The energy transition, shifts in the structure of China’s economy and the pandemic rebound losing steam are all contributors to global oil demand growth slowing. Growth is projected to hit its peak by 2030,” IEA Executive Director Fatih Birol said in a June 10 press release.

“[The] projections, based on the latest data, show a major supply surplus emerging this decade, suggesting that oil companies may want to make sure their business strategies and plans are prepared for the changes taking place,” Birol said.

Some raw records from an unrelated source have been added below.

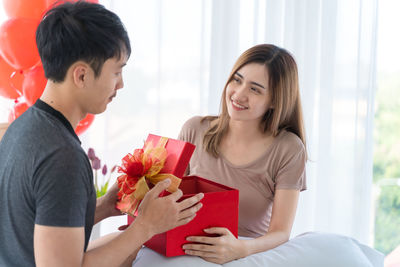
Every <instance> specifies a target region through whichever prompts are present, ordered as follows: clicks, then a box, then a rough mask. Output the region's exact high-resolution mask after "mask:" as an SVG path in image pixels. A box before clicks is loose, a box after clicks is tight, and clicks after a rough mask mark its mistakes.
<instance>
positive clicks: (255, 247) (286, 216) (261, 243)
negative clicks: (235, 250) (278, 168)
mask: <svg viewBox="0 0 400 267" xmlns="http://www.w3.org/2000/svg"><path fill="white" fill-rule="evenodd" d="M298 199H299V190H287V189H278V190H276V192H275V197H274V204H273V207H272V216H271V222H270V225H269V228H268V232H267V234H265V235H264V236H262V237H259V238H256V239H252V240H243V243H244V247H245V248H246V252H247V253H246V254H247V255H246V256H248V255H251V254H254V253H258V252H262V251H266V250H269V249H272V248H275V247H277V246H279V245H281V244H283V243H285V242H286V241H288V240H289V237H290V232H291V231H292V226H293V222H294V218H295V215H296V209H297V203H298Z"/></svg>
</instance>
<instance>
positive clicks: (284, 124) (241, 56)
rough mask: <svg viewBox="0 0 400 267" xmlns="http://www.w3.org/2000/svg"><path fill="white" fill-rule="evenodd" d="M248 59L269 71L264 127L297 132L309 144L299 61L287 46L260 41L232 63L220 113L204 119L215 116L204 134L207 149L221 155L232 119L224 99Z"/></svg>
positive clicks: (261, 124)
mask: <svg viewBox="0 0 400 267" xmlns="http://www.w3.org/2000/svg"><path fill="white" fill-rule="evenodd" d="M249 63H258V64H262V65H264V66H265V68H266V70H267V71H268V74H269V82H268V83H269V84H268V90H271V106H273V109H268V110H267V111H266V112H265V114H264V116H263V118H262V120H261V123H260V128H261V131H262V132H264V133H266V132H269V133H271V134H272V135H273V136H277V135H278V134H279V133H280V132H281V131H282V130H287V131H290V132H292V133H294V134H296V135H297V136H298V137H299V138H300V139H301V141H302V142H303V144H304V147H306V140H305V131H304V125H303V115H302V108H301V101H300V92H299V79H298V72H297V65H296V61H295V60H294V58H293V57H292V55H291V54H290V53H289V52H288V51H286V50H285V49H282V48H279V47H277V46H274V45H271V44H261V45H256V46H253V47H251V48H250V49H248V50H246V51H245V52H244V53H243V54H241V55H240V57H239V58H238V60H237V61H236V63H235V65H234V66H233V69H232V71H231V73H230V75H229V79H228V80H227V82H226V84H225V87H224V91H223V93H222V98H221V107H222V108H221V113H220V115H219V116H207V117H204V118H203V119H202V121H204V120H210V121H214V120H216V121H215V122H214V123H211V126H210V128H209V129H208V130H207V131H206V132H205V134H204V138H203V146H204V148H205V150H206V151H207V152H209V153H211V154H212V155H214V156H216V157H217V156H218V154H219V152H218V147H219V145H220V144H221V140H222V138H223V137H224V136H225V134H226V133H227V131H228V127H229V119H230V118H229V114H228V109H227V106H226V100H225V99H226V87H227V86H228V84H229V83H230V82H231V81H232V79H233V77H234V74H235V73H236V72H237V71H238V70H239V69H240V68H242V67H243V66H244V65H246V64H249Z"/></svg>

The U.S. alone will account for 2.1 MMbbl/d of non-OPEC+ gains by the end of the decade, while Argentina, Brazil, Canada and Guyana combined will contribute 2.7 MMbbl/d, according to the IEA.

Oil demand will reach 106 MMbbl/d in 2030 compared to 102 MMbbl/d in 2023. On the other side of the equation, supply will reach 114 MMbbl/d in 2030, according to IEA estimates, compared to 102 MMbbl/d in 2023.

“This would result in levels of spare capacity never seen before other than at the height of the COVID-19 lockdowns in 2020,” the IEA said. “Spare capacity at such levels could have significant consequences for oil markets—including for producer economies in OPEC and beyond, as well as for the U.S. shale industry.”

The IEA said the large delta in oil demand and supply will be due to a number of factors.

Strong demand from fast-growing Asian economies, as well as from the aviation and petrochemicals sectors, will drive up oil use through the end of the decade. However, the gains will be offset by higher EV sales, better fuel efficiency from conventional vehicles, lower oil demand to generate electricity in the Middle East, and structural economic shifts, the IEA said.